Citing Tom Cruise’s yearlong metamorphosis from pure box-office phenomenon to pop-culture punch line, Viacom’s (NYSE:VIA) Sumner Redstone, said that Paramount was ending its 14-year relationship with the actor’s production company. Mr. Cruise insists that he quit. Either way, the parting of the ways was anything but amicable. And it came as the latest sign that the media conglomerates that control Hollywood are growing impatient with the megastars who earn the highest salaries.
Tom Cruise joins Lindsey Lohan and Mel Gibson as being the objects of scathing public attacks from their studios. Mr. Cruise has already obtained commitments from two hedge funds, one in New York and one in Los Angeles, for $100 million in revolving credit to make movies, and now all they need is for a new distribution deal. Hollywood is changing as stars abandon the media conglomerates and turn to Wall Street for project financing, whereas the studios won't put up with bad behavior from the spoiled movie stars.
Sony (NYSE:SNE) has acquired Grouper Networks for $65 million. The deal marries one of the biggest and most powerful movie studios with a Web site that provides free access to short and often inexpensively made videos on topics like pets, sports and music. The bet is that material posted by users will continue to be a big draw online. Despite sharing homemade videos, many of the most popular clips on Grouper are slick short productions, including music videos and commercials.
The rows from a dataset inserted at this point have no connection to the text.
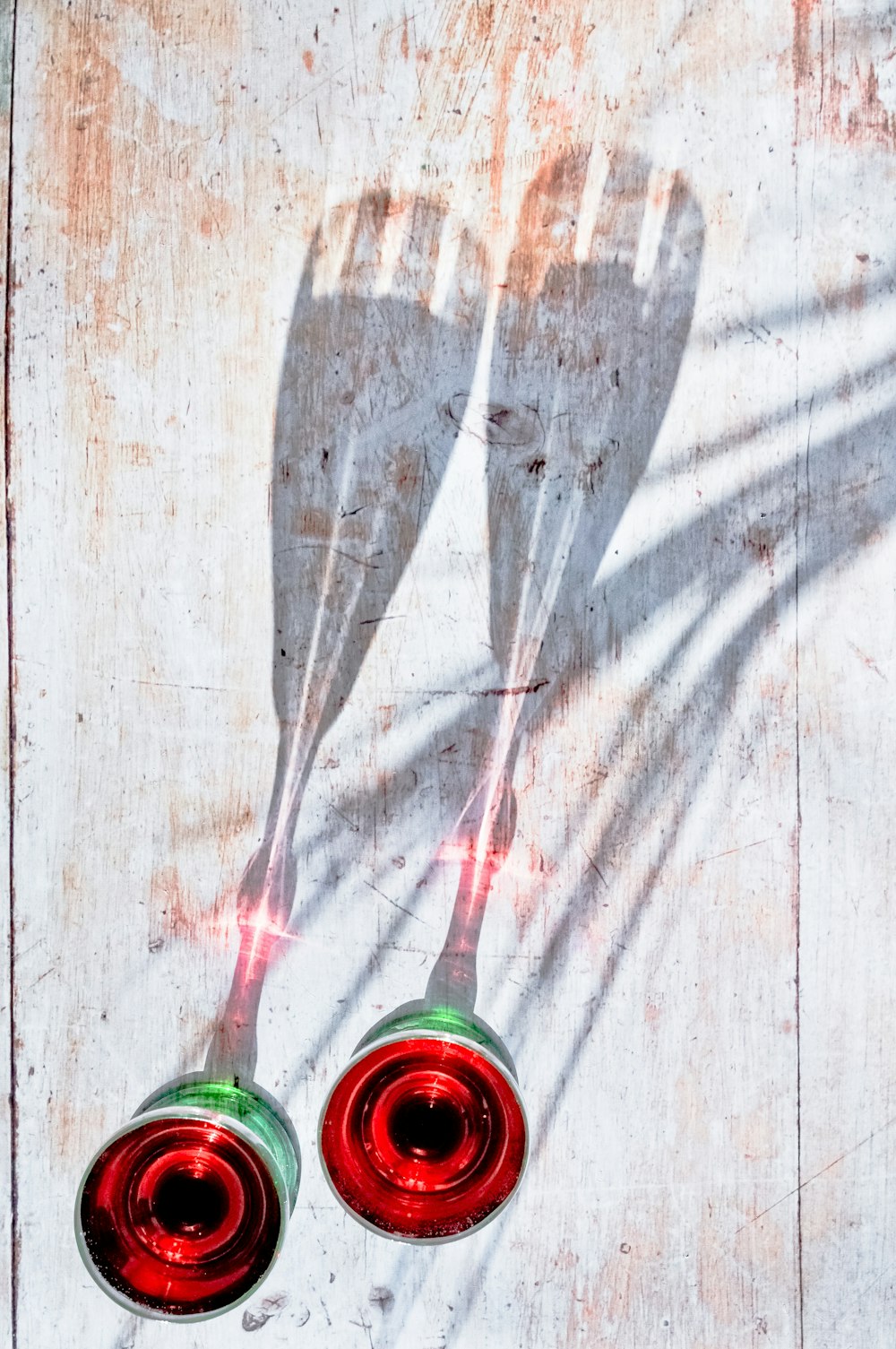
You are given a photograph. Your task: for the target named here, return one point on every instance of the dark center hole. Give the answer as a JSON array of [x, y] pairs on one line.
[[426, 1129], [186, 1204]]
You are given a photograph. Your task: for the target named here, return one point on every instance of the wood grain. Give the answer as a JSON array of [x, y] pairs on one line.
[[687, 948]]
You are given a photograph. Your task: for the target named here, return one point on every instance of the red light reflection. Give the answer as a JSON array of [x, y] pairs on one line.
[[181, 1215], [424, 1137]]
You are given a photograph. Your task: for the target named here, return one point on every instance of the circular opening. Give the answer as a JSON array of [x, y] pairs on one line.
[[424, 1137], [180, 1215], [189, 1204], [426, 1128]]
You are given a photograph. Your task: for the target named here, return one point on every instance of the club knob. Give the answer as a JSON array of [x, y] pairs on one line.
[[183, 1212], [424, 1136]]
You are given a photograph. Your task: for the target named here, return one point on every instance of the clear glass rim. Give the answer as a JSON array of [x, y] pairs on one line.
[[367, 1047], [210, 1117]]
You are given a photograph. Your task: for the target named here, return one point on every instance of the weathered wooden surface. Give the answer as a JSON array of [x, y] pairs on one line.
[[703, 815], [5, 999]]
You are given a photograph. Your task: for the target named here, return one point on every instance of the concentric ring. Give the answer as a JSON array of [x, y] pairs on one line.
[[180, 1215], [424, 1137]]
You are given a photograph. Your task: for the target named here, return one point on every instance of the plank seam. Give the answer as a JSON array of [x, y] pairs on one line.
[[7, 336]]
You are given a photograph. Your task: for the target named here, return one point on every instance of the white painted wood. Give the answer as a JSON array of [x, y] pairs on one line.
[[847, 732], [5, 999], [640, 948]]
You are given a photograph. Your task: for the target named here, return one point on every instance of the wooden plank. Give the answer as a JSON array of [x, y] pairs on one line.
[[640, 948], [7, 1087], [847, 732]]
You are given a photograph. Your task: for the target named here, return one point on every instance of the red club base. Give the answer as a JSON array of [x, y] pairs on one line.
[[424, 1136], [181, 1215]]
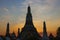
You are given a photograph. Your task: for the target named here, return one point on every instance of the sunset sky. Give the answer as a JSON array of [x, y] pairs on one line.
[[14, 12]]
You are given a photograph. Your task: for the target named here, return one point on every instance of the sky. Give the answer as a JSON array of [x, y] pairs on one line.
[[14, 12]]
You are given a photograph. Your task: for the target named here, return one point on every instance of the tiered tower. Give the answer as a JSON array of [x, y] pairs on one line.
[[29, 32]]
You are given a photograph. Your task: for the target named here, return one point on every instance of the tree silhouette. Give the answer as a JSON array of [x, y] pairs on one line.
[[51, 37], [58, 34]]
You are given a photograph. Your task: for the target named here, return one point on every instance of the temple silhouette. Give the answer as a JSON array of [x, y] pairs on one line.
[[29, 31]]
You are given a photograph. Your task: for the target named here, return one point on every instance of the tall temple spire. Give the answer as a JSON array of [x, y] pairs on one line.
[[7, 30], [29, 9], [29, 16], [45, 36]]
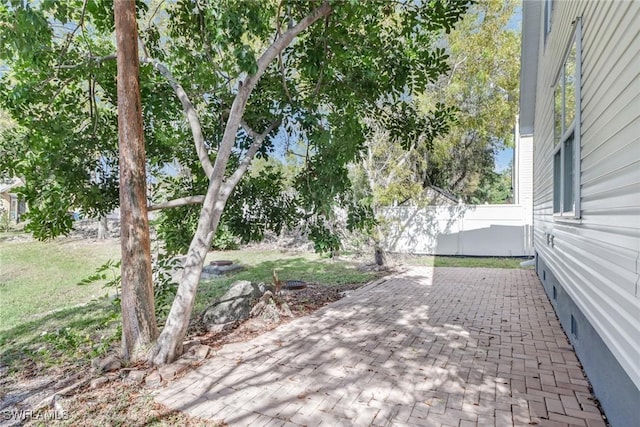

The star of the Web video sites is YouTube, which in July had 30.5 million unique visitors. Grouper is getting eight million visitors a month, up from a million in March. The move is also a new outlet for promoting Sony movies and television shows and gains content so that they can introduce a device to challenge Apple’s video ipod. What will be interesting is whether Apple makes a move as Apple and their strigent Digital rights management angle might dampen deals.